Job of a DataScientist: Separating Signal from Noise. Machine Learning Under the Hood
Posted: October 18, 2017
All data is a combination of signal and noise. Signal represents valuable consistent relationships that we want to learn. Noise is the random correlations and stuff that will not occur again in the future. The combination of signal and noise takes on familiar patterns or shapes that we can use to build a model.
Models can consider varying degrees of signal and noise. On end of the spectrum is the non-model which disregards signal & noise. Consider this common upsell question.
“Would you like fries with that?” This approach requires no model. It disregards signal and noise, rigidly canvassing everyone regardless of who they are or what they ordered:
“I’ll have a salad, hold the dressing. And a bottled water.”
“Would you like fries with that?”
“Carbs? Uh, no thank you.”
On the other end of the spectrum are flexible solutions that consider signal and noise. The predictions gathered are influenced by every piece of data, including outliers which can (and do) skew outcomes. These solutions can be more damaging than using no model at all. Such models lose predictive ability for new data because they are too tightly bound to their original training data. This is called overfitting.
This post is a continuation of my last post where I went over what is the difference between machine learning and data science. This post goes a step further to talk about how we use machine learning to separate signal from the noise. There are many machine learning algorithms. Think of them as tools in a tool box. Data scientists use these pre-built algorithms to tease models from their data sets.

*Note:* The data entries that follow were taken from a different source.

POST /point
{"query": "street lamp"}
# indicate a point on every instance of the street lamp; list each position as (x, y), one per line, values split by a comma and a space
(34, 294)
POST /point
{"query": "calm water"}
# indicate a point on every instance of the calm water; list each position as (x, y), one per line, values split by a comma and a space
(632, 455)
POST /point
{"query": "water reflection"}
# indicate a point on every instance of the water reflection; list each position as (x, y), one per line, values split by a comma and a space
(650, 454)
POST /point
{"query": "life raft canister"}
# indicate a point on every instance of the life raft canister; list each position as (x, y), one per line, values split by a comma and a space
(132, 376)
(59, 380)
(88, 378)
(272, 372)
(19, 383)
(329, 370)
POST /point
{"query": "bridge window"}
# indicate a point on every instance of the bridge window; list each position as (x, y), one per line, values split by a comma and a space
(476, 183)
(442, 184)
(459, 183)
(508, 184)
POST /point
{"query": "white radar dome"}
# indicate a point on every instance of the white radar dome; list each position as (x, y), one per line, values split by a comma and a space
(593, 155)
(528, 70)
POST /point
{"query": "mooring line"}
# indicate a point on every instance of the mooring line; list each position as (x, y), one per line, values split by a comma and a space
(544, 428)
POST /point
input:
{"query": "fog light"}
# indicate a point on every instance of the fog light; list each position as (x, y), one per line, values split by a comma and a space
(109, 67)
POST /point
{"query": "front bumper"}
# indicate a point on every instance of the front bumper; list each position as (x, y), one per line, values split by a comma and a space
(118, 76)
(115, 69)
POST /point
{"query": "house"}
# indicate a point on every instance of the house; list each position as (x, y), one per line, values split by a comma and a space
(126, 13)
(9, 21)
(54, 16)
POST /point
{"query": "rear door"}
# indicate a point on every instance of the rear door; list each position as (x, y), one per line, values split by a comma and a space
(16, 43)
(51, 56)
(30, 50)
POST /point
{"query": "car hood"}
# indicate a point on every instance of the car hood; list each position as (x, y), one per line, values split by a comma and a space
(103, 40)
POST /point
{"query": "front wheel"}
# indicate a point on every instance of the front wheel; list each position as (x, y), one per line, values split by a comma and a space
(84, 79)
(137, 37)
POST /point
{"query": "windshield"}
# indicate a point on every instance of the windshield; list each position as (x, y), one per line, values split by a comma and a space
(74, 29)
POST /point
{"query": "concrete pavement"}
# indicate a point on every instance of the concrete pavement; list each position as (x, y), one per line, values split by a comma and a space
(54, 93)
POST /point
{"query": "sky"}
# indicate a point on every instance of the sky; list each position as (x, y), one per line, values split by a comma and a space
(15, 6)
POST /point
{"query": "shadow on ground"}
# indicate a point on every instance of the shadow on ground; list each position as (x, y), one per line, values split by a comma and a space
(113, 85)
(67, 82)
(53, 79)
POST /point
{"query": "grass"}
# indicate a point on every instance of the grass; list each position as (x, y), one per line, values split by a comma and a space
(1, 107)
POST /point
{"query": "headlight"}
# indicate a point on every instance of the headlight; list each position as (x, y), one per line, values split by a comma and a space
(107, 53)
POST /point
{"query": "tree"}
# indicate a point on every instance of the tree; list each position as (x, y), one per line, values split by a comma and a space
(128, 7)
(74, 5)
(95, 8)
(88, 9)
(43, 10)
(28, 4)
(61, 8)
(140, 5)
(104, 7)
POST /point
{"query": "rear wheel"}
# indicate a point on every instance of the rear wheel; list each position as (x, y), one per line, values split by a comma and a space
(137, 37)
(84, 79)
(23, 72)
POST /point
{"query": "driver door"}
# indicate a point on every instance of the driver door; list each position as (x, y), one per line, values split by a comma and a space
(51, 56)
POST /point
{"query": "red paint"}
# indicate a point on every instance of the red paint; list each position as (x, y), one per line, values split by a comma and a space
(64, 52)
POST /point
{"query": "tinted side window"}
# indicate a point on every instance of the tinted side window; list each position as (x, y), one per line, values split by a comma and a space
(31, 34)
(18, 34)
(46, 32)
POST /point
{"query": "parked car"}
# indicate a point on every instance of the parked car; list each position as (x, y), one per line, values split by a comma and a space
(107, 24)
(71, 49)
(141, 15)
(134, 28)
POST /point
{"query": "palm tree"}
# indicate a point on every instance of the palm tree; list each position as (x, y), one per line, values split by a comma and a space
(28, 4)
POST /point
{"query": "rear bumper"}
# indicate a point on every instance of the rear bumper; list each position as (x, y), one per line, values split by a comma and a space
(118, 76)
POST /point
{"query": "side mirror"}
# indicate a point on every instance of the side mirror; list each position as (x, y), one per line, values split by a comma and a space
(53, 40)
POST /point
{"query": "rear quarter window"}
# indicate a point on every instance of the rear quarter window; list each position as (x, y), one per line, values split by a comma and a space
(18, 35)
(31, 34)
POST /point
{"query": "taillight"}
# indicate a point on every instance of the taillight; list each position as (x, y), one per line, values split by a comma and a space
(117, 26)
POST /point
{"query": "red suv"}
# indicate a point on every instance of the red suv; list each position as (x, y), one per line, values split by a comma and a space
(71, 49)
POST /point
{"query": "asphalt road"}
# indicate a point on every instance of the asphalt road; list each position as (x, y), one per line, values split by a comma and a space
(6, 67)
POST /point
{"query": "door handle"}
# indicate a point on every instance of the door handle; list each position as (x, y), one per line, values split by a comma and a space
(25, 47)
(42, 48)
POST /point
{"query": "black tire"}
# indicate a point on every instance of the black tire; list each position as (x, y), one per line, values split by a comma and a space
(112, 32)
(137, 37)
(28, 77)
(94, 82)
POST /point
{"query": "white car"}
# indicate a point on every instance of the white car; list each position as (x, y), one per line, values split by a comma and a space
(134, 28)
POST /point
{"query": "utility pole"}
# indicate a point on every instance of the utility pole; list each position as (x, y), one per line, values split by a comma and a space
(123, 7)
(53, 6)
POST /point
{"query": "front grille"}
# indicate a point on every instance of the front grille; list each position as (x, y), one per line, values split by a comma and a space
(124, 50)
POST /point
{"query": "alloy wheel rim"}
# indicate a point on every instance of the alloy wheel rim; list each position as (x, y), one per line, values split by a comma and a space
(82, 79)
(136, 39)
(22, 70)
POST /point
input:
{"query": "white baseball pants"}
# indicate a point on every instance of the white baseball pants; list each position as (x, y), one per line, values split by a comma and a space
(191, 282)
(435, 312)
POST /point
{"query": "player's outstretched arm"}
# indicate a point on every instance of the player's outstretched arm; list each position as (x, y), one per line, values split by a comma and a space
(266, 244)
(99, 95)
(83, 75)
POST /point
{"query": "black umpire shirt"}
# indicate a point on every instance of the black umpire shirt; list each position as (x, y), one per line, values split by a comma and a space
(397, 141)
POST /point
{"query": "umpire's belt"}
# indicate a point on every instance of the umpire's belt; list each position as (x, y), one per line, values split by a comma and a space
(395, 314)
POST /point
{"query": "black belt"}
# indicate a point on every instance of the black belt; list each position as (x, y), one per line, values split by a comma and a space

A handful of these tools are based on classical statistical methods which makes them easy to interpret. If the model is being used to aid a human to make decisions it’s a good idea to develop the model with these classical methods:
- Linear regression
- Logistic regression
- K-means classification
- K-nearest neighbors
- Hierarchical clustering
- Naive Bayes
There are more options If there is no human involvement in the decision process; think of Netflix making a recommendation, no one reviews the recommendation before you get it. If there is no human element or if there is a high tolerance for opaque black box methods there is an additional group of modern machine learning algorithms:
- Random Forest
- LASSO
- Hidden Markov Models
- Support Vector Regression
- Artificial Neural Networks
- Apriori Algorithms
Discussing each of these is outside the scope of this post. But if you are interested in learning more, make sure to subscribe to my email list for data savvy professionals and get a copy of “Bull Doze Thru Bull.”
Take away. If you are evaluating a machine learning project a great question is to ask about the algorithms that were used. LASSO & Random Forest are as close to out of the box all purpose tools as you will find so they are quite common. The classical methods are a conservative choice. The modern machine learning methods are really black box solutions which means they probably tried all of them and went with the tool that performed the best in testing.